Good morning Charles.How extensive and thorough. # 5 is something I knew nothing about but it clearly makes a major difference.

Posted by Sheila Anderson, The Real Estate Whisperer Who Listens 732-715-1133 (Referral Group Incorporated) almost 6 years ago

If one has entered new construction and observed an entire wall buckling inward, one would know.


Posted by Lenn Harley, Real Estate Broker - Virginia & Maryland (Lenn Harley,, MD & VA Homes and Real Estate) almost 6 years ago

Wow, a board sticking out like that should have been caught long before you did!  I bet you do see some crazy things.

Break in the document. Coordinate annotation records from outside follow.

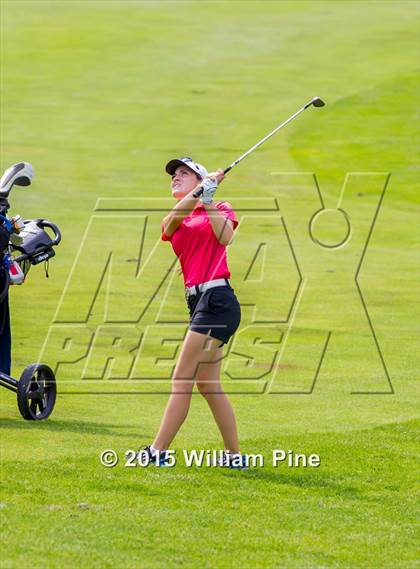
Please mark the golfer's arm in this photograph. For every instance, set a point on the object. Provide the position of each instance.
(222, 227)
(183, 208)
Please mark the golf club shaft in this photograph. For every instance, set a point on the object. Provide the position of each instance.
(269, 135)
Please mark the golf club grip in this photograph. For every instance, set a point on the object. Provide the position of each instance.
(200, 191)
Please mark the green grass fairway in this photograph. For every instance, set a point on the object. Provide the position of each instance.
(98, 95)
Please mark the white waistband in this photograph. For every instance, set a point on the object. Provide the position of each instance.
(204, 286)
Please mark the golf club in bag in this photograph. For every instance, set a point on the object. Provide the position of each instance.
(23, 243)
(316, 102)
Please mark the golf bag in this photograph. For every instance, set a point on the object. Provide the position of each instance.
(23, 243)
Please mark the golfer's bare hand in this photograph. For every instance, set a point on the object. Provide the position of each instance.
(218, 176)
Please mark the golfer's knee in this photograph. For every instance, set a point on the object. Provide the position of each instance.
(182, 386)
(209, 387)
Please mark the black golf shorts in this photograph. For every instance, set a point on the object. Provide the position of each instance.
(215, 312)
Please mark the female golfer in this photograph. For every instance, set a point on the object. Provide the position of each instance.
(199, 230)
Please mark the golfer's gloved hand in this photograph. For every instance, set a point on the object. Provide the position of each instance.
(209, 188)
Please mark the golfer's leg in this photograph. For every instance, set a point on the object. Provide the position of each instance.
(196, 348)
(208, 383)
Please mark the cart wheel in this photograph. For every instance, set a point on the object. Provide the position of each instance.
(36, 392)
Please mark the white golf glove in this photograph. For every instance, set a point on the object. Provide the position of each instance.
(209, 188)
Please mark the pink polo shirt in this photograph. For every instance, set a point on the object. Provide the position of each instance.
(201, 256)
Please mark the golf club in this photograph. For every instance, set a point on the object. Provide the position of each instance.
(316, 102)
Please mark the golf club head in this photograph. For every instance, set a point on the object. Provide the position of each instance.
(20, 174)
(316, 102)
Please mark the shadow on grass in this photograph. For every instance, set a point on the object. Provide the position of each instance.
(306, 480)
(86, 427)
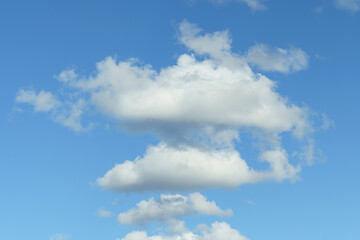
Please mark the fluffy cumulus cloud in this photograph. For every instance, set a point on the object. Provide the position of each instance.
(187, 168)
(170, 207)
(197, 107)
(253, 4)
(349, 5)
(217, 231)
(268, 58)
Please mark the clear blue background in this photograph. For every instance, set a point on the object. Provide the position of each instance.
(47, 172)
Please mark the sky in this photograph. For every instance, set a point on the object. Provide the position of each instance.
(179, 120)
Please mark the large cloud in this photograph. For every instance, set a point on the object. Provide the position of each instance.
(187, 168)
(170, 207)
(218, 90)
(200, 104)
(217, 231)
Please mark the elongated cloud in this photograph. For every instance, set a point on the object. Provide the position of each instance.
(268, 58)
(197, 107)
(188, 168)
(253, 4)
(217, 231)
(170, 207)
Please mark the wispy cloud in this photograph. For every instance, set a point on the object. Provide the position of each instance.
(170, 207)
(348, 5)
(255, 5)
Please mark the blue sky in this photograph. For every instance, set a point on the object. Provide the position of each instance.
(186, 119)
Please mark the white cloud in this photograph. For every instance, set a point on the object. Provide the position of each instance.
(217, 231)
(349, 5)
(197, 106)
(42, 102)
(220, 90)
(187, 168)
(170, 207)
(102, 213)
(67, 114)
(268, 58)
(59, 236)
(253, 4)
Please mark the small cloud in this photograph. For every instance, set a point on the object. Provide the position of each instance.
(254, 5)
(116, 202)
(326, 122)
(102, 213)
(250, 202)
(59, 236)
(268, 58)
(319, 9)
(319, 57)
(42, 101)
(168, 208)
(348, 5)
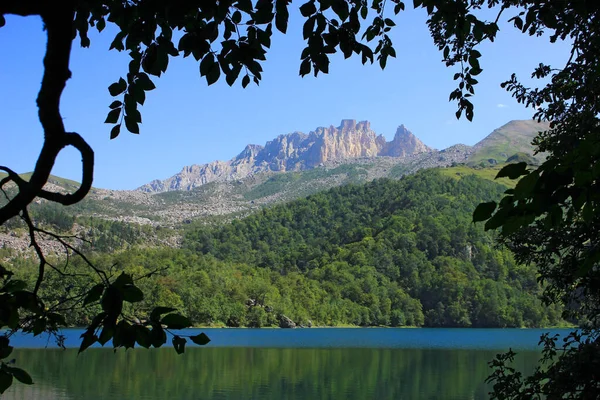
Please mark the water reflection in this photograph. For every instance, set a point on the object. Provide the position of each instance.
(258, 373)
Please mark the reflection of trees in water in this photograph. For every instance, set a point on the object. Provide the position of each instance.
(42, 390)
(238, 373)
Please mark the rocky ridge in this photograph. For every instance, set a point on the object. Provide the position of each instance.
(296, 152)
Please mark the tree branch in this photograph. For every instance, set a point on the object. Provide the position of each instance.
(58, 20)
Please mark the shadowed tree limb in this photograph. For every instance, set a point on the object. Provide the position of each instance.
(58, 21)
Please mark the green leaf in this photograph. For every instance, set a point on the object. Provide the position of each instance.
(107, 333)
(14, 286)
(142, 336)
(115, 131)
(201, 339)
(5, 381)
(112, 301)
(21, 375)
(144, 81)
(132, 294)
(124, 335)
(122, 280)
(206, 64)
(305, 67)
(484, 211)
(158, 335)
(5, 351)
(158, 311)
(587, 213)
(176, 321)
(113, 116)
(39, 326)
(94, 294)
(513, 171)
(308, 9)
(131, 125)
(213, 74)
(525, 186)
(179, 344)
(282, 15)
(56, 319)
(88, 339)
(245, 81)
(117, 88)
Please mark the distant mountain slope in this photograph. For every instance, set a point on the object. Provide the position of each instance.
(514, 137)
(237, 197)
(295, 152)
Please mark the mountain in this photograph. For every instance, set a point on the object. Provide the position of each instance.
(296, 152)
(227, 199)
(502, 143)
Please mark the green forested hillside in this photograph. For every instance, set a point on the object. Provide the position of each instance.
(393, 253)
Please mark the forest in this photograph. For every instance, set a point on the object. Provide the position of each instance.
(386, 253)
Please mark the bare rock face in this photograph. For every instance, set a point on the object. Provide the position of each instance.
(404, 144)
(296, 151)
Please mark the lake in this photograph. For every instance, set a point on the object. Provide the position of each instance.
(298, 364)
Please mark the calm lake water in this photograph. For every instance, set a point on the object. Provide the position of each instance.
(411, 364)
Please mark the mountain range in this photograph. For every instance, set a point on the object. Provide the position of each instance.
(348, 142)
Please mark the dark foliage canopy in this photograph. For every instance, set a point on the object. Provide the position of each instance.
(550, 219)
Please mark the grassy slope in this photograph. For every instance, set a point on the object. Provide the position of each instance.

Posted by Paula McDonald, Ph.D., Granbury, TX 936-203-0279 (Beam & Branch Realty) almost 6 years ago

Sheila, it has been a very long time since I had to think about such things--but some of it came back pretty easily

Lenn, I have seen a few "blow-outs" in my day.  They are almost always due to carelessness.

Posted by Charles Buell, Seattle Home Inspector (Charles Buell Inspections Inc.) almost 6 years ago

What a great title!  This is one job that should not be a diy job!

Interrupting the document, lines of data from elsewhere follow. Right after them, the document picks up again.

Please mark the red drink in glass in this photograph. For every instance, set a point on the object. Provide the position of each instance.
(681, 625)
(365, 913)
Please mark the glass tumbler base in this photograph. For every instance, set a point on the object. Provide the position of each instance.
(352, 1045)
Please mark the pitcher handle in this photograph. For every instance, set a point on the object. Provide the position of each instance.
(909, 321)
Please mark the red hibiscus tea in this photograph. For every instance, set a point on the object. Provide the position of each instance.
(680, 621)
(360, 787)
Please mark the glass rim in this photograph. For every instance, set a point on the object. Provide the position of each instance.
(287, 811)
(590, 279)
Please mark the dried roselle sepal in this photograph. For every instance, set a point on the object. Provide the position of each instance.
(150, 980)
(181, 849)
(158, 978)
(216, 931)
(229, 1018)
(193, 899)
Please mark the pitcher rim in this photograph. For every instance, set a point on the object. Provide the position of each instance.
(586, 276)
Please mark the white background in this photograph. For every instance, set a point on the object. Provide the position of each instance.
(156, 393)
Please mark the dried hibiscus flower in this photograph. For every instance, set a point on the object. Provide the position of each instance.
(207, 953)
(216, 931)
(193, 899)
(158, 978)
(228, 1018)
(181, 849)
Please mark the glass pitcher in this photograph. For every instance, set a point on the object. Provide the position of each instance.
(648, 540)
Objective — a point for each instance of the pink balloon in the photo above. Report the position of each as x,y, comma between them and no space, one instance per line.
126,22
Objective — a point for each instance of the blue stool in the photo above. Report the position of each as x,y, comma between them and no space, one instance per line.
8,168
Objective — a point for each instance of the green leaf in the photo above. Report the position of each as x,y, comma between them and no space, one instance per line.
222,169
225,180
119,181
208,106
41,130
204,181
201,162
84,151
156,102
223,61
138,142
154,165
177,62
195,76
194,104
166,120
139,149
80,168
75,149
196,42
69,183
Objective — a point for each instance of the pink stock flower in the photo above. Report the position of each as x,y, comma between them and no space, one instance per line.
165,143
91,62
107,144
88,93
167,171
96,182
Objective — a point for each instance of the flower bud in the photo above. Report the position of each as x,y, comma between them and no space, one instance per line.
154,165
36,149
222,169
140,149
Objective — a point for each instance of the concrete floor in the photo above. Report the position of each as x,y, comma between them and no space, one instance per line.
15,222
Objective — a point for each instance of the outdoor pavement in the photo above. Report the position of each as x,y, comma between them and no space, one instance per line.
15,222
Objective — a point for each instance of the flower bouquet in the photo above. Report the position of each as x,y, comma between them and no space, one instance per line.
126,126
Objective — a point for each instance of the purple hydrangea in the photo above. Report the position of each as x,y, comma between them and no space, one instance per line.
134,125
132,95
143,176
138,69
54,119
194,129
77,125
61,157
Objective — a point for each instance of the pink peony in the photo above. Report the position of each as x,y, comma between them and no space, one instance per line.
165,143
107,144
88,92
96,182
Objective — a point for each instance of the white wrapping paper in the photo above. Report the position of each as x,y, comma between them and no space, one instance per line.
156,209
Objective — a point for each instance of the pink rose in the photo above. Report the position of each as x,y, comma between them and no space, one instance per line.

Posted by Sharon Tara, New Hampshire Home Stager (Sharon Tara Transformations) almost 6 years ago

Paula, the board is pretty normal---should be foundation grade as best practice however.

Sharon, most people don't like getting dirty

Posted by Charles Buell, Seattle Home Inspector (Charles Buell Inspections Inc.) almost 6 years ago

Good day Charles, a lot of people don't want to bother fixing them. Its so important and is labor intensive. Not great if you are 6'9". I bet you have seen a few  footings and foundations which are under the required thickness with re-bars that are too thin. 

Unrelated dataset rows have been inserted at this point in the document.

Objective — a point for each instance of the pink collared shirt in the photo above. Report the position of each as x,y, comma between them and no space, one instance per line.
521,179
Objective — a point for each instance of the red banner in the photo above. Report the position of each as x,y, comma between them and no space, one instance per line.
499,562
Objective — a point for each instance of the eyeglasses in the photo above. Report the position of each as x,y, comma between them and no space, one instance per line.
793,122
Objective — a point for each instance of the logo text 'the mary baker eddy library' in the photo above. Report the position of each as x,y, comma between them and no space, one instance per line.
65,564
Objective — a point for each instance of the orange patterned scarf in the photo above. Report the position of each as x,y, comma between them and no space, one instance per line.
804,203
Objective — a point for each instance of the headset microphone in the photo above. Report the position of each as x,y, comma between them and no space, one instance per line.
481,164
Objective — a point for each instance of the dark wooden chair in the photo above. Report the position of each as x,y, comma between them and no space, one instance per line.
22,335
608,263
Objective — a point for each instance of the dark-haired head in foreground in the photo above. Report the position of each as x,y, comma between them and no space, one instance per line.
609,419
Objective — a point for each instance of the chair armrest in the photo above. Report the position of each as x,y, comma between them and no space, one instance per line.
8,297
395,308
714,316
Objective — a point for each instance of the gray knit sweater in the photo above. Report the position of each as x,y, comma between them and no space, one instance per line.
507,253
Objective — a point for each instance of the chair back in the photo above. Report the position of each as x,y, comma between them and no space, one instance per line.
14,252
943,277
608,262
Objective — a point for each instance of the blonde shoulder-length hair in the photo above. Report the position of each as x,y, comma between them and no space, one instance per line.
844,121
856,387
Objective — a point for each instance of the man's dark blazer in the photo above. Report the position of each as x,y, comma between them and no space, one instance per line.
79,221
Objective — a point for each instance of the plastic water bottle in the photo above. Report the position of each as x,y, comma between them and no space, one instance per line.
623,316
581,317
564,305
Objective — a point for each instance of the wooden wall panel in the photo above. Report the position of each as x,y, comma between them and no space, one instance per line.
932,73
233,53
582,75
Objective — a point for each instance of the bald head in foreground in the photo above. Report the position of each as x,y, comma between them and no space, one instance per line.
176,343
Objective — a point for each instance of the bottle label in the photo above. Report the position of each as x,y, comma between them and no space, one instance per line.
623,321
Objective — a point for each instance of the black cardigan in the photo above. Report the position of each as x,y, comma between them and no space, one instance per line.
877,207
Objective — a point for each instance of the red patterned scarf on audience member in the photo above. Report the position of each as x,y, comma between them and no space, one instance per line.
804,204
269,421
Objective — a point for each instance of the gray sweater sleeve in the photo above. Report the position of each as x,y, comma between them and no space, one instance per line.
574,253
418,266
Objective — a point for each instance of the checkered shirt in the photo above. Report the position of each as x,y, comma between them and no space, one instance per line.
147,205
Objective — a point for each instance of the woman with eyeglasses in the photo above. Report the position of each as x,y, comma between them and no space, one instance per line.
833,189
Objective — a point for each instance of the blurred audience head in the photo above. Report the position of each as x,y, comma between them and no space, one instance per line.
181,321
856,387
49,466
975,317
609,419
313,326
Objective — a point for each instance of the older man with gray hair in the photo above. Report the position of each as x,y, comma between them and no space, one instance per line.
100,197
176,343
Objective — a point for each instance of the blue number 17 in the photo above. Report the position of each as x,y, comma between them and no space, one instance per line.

Posted by LLoyd Nichols, Southwest Florida Homes By The Sea (Premier Florida Realty of SWFL) almost 6 years ago

Obviously, just slapping boards together and pouring concrete is not a good idea! As you've pointed out, a lot goes into ensuring a good foundation.

Posted by Kat Palmiotti, The House Kat (406-270-3667,, Broker, Blackstone Realty Group - brokered by eXp Realty) almost 6 years ago

When the foundation isn't right, it reminds me of that saying, "When mama isn't happy, nobody is happy!" 

Posted by Myrl Jeffcoat, Greater Sacramento Real Estate Agent (GreatWest Realty) almost 6 years ago

You always have such great information, Charles.  Just reading your posts makes me a more aware consumer!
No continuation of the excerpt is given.